Error Estimates for the Deep Ritz Method with Boundary Penalty
This work addresses the theoretical analysis of neural network-based numerical methods for partial differential equations, offering foundational error estimates that are incremental but crucial for validating such methods in scientific computing.
The paper tackles the error estimation for the Deep Ritz Method applied to linear elliptic equations with Dirichlet boundary conditions using a boundary penalty method, providing general error bounds that depend on optimization accuracy, approximation capabilities, and penalization strength, and showing that neural networks inherit favorable approximation properties for high-dimensional problems.

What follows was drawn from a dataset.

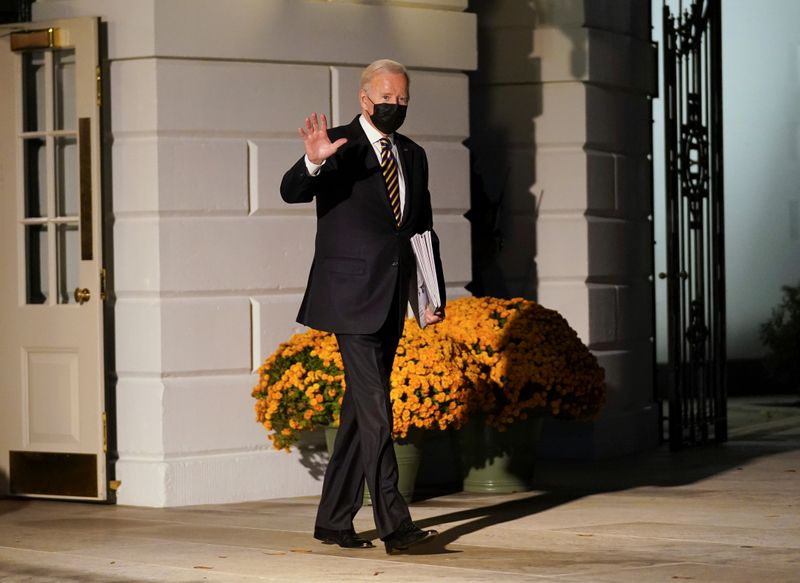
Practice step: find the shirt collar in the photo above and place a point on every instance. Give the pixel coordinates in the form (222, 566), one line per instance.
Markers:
(373, 135)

We estimate the error of the Deep Ritz Method for linear elliptic equations. For Dirichlet boundary conditions, we estimate the error when the boundary values are imposed through the boundary penalty method. Our results apply to arbitrary sets of ansatz functions and estimate the error in dependence of the optimization accuracy, the approximation capabilities of the ansatz class and -- in the case of Dirichlet boundary values -- the penalization strength $λ$. To the best of our knowledge, our results are presently the only ones in the literature that treat the case of Dirichlet boundary conditions in full generality, i.e., without a lower order term that leads to coercivity on all of $H^1(Ω)$. Further, we discuss the implications of our results for ansatz classes which are given through ReLU networks and the relation to existing estimates for finite element functions. For high dimensional problems our results show that the favourable approximation capabilities of neural networks for smooth functions are inherited by the Deep Ritz Method.